Ocular Cicatricial Pemphigoid (OCP) is a type of autoimmune conjunctivitis that leads to cicatrization (i.e. scarring) of the conjunctiva. If OCP is left untreated, it can lead to blindness.

The exact pathogenesis of OCP remains to be elucidated but the existing evidence supports a Type II hypersensitivity response caused by an autoantibody to a cell surface antigen in the basement membrane of the conjunctival epithelium and other similar squamous epithelia.

Investigations into the underlying target antigen have led to several possible suspects. The autoantigens responsible for bullous pemphigoid (BP230 (i.e. Bullous pemphigoid antigen I, a desmoplakin) and BP180 (i.e. Bullous pemphigoid antigen II, a transmembrane hemidesmosome)) were studied, and the sera of patients with OCP was shown to bind these antigens.

However, further investigation supports that the more likely autoantigen is actually the beta-4 subunit of the alpha-6 beta-4 integrin of hemidesmosomes.

Studies of HLA (human leukocyte antigen) typing have found an increased susceptibility to the disease in patients with HLA-DR4.

The HLA-DQB1*0301 allele in particular shows a strong association with OCP and other forms of pemphigoid disease.
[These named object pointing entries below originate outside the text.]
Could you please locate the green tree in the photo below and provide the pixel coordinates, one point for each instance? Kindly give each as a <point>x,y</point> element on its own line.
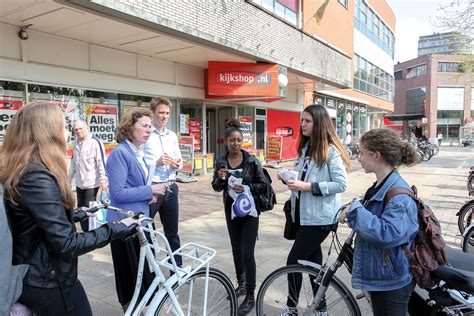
<point>458,16</point>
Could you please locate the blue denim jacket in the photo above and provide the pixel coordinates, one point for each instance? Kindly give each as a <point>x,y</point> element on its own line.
<point>380,263</point>
<point>332,181</point>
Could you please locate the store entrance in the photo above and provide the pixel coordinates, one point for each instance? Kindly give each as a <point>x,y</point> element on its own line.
<point>216,117</point>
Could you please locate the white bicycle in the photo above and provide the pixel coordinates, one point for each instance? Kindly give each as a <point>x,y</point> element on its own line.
<point>193,289</point>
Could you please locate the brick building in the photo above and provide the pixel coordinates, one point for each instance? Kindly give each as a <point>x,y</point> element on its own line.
<point>435,90</point>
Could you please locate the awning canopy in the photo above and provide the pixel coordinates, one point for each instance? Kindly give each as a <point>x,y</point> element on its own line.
<point>404,117</point>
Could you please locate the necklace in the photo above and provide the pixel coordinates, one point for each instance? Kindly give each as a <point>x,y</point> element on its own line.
<point>236,161</point>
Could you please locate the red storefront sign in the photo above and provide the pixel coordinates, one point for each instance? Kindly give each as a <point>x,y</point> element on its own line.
<point>287,125</point>
<point>273,152</point>
<point>242,81</point>
<point>8,109</point>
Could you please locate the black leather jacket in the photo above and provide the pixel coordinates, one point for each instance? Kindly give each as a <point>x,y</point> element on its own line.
<point>44,234</point>
<point>253,176</point>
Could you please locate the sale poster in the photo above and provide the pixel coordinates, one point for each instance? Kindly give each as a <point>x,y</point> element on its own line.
<point>274,148</point>
<point>186,146</point>
<point>195,131</point>
<point>102,121</point>
<point>8,109</point>
<point>287,125</point>
<point>246,126</point>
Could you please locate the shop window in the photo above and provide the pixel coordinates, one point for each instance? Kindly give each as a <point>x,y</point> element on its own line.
<point>356,125</point>
<point>261,112</point>
<point>289,10</point>
<point>190,118</point>
<point>340,120</point>
<point>398,75</point>
<point>11,101</point>
<point>98,108</point>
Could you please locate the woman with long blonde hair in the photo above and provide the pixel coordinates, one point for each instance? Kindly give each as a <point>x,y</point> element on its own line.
<point>39,205</point>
HLA-DQB1*0301 is thought to bind to the beta-4 subunit of the alpha-6 beta-4 integrin (the suspected autoantigen in OCP).

Incidence rates vary between 1 in 12,000 to 60,000. A study in the UK found that Ocular Cicatricial Pemphigoid (OCP) represents 61% of cicatricial conjunctivitis and is estimated to occur with an incidence of 1 in 1 million.

Women are affected more than men by a ratio of 2:1. Age on onset is usually age 60 to 80 and rarely younger than 30. There is no racial predilection.

Diagnosis


Diagnosis is based on clinical signs and positive direct immunofluorescence testing of the conjunctiva. Conjunctival biopsy of an actively involved area is needed and the conjunctival tissue must be submitted unfixed for analysis.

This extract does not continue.